А что не так с людьми?
— Для меня это ужасная загадка. Я искренне до последнего не могла поверить. Я же говорю, я звонила всем, я говорю: «Ребят, надо выходить, там бомбят». Для меня искренняя загадка. Почему такая боль и обида? Что ты не понимаешь, ты любил этих людей. Они же не то что сильно зигуют и пошли воевать из моих друзей. Нет, они просто отморозились. И ты не понимаешь, как так? Мы взрослые люди, как вы отморозились-то? Как так вообще? Ну, я не могу. Что случилось? Пропаганда ли? Ну что вы с народом же германским так сделали, с немецким народом? И уж немецкий-то народ был более образованный, в общем-то так, чем россияне, скажем так, и стали фашистами, и пошли за Гитлером. Как-то же это случилось, как-то заболела страна фашизмом.

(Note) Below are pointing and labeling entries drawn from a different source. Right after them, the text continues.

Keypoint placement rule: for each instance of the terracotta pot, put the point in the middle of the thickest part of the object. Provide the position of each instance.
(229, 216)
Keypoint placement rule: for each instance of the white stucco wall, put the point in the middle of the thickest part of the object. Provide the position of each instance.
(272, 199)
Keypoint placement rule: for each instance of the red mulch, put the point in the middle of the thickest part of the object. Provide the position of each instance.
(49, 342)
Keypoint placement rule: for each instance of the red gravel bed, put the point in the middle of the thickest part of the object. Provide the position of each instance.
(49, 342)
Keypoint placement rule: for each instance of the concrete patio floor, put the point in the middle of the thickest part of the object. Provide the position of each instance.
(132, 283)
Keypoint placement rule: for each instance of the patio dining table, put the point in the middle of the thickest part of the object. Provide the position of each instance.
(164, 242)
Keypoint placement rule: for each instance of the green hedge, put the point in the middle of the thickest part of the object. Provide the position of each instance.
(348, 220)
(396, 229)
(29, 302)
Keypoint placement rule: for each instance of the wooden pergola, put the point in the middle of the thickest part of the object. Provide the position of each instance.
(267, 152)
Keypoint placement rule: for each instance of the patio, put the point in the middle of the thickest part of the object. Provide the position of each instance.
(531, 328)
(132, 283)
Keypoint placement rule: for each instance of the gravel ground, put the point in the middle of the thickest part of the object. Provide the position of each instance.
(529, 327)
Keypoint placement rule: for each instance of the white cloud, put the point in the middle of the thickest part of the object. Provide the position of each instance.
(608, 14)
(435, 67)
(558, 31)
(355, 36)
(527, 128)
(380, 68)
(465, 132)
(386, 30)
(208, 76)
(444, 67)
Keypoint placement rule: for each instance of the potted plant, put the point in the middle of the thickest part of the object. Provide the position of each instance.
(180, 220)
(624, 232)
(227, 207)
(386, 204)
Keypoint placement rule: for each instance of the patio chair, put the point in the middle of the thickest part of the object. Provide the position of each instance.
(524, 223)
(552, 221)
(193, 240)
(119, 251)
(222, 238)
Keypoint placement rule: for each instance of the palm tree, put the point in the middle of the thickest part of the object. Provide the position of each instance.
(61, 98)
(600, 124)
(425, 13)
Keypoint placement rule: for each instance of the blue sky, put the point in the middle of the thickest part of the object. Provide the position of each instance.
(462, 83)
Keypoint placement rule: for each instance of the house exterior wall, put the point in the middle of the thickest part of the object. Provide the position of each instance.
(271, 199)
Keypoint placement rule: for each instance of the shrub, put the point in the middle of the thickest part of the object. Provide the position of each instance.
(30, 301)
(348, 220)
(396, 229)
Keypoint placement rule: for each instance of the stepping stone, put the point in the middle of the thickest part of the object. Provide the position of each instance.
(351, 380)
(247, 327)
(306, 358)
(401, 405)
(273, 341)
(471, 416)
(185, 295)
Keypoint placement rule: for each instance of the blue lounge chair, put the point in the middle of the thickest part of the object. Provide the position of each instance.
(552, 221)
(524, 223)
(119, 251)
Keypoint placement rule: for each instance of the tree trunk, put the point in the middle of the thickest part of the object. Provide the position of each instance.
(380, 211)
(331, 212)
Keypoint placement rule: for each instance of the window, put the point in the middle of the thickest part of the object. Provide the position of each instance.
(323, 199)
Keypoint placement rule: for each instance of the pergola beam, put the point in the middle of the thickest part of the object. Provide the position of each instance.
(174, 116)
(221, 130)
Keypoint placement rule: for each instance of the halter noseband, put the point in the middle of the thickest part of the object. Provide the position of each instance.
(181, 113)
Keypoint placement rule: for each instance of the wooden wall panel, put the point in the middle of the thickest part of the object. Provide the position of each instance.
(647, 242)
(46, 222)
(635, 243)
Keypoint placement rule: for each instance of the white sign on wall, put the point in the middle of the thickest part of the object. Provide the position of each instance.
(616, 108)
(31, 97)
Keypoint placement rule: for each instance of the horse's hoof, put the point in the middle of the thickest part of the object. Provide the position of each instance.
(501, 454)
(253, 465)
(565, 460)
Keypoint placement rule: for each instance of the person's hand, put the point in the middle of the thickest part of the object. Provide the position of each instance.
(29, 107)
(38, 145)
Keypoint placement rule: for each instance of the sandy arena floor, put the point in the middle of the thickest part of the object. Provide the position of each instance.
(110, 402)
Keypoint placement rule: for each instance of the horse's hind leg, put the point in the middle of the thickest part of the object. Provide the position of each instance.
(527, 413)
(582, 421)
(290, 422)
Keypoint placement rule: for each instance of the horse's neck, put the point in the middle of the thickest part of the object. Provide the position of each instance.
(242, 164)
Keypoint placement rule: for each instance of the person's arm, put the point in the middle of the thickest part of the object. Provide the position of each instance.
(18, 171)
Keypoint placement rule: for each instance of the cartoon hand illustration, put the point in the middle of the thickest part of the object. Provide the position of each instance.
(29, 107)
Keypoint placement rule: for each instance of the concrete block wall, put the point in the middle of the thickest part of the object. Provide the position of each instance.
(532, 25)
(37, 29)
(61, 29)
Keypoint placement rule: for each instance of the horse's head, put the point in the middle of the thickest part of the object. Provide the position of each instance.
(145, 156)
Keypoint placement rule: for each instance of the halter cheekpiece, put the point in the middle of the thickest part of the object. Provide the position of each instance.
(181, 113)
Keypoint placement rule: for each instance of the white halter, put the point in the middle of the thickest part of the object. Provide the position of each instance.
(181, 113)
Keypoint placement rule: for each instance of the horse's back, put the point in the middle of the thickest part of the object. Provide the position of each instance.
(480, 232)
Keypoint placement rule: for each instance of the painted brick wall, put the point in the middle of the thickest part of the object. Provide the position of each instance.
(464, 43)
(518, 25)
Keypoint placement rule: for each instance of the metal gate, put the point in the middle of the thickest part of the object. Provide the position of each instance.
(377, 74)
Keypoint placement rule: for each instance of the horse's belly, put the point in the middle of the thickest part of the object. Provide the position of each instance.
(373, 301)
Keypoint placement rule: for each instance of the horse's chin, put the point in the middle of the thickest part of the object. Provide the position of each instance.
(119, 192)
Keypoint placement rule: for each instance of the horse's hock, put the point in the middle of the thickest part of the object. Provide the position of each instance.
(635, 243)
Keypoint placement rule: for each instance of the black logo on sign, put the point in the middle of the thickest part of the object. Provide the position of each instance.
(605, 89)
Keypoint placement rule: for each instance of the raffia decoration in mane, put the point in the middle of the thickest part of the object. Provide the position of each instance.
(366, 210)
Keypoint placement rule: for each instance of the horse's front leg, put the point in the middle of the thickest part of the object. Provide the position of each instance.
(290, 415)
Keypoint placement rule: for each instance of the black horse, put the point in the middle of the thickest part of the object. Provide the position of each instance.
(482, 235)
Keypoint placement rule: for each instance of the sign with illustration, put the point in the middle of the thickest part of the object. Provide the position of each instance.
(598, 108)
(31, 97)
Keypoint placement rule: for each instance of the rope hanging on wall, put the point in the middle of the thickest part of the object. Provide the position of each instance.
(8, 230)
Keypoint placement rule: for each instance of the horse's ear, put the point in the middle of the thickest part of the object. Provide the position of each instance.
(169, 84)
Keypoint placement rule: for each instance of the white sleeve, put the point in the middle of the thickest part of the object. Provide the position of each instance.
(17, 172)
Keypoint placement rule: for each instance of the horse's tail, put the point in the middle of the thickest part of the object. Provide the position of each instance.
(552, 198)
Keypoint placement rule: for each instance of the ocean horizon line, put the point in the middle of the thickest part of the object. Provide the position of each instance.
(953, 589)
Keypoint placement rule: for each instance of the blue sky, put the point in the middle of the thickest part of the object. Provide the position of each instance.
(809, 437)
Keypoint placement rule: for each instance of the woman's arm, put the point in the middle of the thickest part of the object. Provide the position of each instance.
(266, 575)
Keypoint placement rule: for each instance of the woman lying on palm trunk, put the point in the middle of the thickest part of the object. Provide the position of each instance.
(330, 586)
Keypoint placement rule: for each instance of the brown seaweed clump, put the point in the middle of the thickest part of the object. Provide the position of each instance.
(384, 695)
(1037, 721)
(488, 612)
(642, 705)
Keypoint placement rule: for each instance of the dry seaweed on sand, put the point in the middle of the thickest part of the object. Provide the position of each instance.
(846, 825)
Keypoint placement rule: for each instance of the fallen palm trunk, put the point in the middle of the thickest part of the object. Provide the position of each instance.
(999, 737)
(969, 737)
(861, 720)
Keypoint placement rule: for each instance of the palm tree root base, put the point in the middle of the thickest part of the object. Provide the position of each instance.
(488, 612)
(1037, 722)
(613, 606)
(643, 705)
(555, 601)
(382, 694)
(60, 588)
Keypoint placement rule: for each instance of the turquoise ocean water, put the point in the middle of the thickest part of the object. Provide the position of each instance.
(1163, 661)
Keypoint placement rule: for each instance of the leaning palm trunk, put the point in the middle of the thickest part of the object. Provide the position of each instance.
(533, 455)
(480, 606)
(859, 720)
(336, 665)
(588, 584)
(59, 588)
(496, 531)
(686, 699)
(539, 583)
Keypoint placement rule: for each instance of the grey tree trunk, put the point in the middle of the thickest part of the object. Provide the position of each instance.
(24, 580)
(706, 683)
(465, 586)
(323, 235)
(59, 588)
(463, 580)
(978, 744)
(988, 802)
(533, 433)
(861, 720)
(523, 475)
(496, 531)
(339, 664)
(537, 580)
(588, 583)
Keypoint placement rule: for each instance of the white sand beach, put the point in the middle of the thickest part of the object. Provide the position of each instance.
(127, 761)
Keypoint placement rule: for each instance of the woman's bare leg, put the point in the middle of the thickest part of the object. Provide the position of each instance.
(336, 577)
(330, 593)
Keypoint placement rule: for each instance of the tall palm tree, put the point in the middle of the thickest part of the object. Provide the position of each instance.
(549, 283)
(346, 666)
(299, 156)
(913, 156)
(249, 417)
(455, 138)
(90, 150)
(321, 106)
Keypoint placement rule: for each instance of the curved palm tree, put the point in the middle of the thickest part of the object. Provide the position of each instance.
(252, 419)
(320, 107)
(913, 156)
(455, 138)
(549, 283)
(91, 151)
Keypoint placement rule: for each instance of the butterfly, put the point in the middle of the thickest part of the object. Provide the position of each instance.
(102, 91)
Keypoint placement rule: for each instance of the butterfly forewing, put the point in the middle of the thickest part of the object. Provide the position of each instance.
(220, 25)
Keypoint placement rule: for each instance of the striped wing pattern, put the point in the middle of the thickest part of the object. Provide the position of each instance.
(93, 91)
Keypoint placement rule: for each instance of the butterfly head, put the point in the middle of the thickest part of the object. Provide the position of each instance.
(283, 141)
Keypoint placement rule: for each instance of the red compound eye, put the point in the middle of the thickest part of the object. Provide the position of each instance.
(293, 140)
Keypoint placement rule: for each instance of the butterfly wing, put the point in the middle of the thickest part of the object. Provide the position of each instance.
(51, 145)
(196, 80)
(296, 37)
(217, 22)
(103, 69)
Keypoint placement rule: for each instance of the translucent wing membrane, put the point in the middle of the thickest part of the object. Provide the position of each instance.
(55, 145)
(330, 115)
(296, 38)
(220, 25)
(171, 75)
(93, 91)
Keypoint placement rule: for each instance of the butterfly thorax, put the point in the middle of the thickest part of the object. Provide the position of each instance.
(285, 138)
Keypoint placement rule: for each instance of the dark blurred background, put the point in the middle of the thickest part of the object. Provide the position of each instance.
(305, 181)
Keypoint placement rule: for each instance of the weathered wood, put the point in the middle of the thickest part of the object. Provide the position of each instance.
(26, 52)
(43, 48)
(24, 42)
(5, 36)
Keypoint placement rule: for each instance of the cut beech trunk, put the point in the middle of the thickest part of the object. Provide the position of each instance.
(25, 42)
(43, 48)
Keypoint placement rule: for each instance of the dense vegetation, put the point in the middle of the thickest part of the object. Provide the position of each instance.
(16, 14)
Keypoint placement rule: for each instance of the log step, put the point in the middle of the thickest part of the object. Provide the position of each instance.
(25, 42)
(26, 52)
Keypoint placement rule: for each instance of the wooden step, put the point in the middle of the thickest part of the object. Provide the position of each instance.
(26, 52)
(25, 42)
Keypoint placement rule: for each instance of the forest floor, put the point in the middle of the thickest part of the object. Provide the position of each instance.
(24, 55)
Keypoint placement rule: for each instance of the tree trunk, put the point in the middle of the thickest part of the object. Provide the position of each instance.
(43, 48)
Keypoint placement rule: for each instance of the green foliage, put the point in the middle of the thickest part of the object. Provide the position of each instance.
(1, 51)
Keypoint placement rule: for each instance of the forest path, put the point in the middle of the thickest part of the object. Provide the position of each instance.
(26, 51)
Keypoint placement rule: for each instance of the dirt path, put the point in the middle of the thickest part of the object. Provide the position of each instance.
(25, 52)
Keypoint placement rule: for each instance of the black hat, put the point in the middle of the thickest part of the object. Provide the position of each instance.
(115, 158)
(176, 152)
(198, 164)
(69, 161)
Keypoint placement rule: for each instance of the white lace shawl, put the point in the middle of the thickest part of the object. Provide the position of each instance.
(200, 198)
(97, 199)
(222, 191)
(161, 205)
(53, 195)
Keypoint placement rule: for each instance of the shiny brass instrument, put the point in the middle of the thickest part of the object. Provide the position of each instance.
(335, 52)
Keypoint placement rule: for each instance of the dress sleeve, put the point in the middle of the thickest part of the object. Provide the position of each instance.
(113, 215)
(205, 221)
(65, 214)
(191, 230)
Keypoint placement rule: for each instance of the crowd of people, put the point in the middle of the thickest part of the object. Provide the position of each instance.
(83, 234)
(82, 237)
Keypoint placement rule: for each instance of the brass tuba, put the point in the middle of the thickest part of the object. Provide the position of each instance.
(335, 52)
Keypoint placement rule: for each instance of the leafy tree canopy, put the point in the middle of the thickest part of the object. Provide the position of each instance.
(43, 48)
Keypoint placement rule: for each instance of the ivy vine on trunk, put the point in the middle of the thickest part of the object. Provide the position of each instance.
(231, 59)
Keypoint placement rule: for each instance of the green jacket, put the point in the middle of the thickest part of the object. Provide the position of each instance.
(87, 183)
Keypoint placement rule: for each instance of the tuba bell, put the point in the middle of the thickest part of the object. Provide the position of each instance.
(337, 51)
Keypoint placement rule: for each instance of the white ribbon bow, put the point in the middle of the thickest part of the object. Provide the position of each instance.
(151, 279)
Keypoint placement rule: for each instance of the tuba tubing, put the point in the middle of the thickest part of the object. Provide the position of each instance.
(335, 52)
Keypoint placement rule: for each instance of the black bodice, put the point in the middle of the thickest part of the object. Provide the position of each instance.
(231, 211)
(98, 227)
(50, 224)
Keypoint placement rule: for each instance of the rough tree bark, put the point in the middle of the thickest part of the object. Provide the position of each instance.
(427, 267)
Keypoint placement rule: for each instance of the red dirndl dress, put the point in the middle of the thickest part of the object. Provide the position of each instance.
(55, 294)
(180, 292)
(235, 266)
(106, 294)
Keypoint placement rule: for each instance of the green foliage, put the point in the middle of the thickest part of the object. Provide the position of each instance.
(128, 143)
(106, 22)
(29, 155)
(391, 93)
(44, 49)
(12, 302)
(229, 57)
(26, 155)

Вот наша страна заболела фашизмом.
Как это можно вылечить?
— Только тотальным поражением и покаянием. И репарации должна будет заплатить Россия Украине. Я не знаю, ну так же, как с Германией, точно так же, как с Японией это произошло. Я не знаю другого способа лечения фашизма.
Чего боитесь?
— Боюсь ядерный взрыв увидеть. Больше всего мне снится это, и боюсь больше всего увидеть ядерный взрыв. Я думаю, что эта крыса, если ее загонят в угол, способна на это.
Вернетесь в Россию?
— Нет. Я вот буду из тех людей, как те немецкие фашисты, которые не смогли, простите, никогда не вернусь. Я никогда не вернусь в Россию.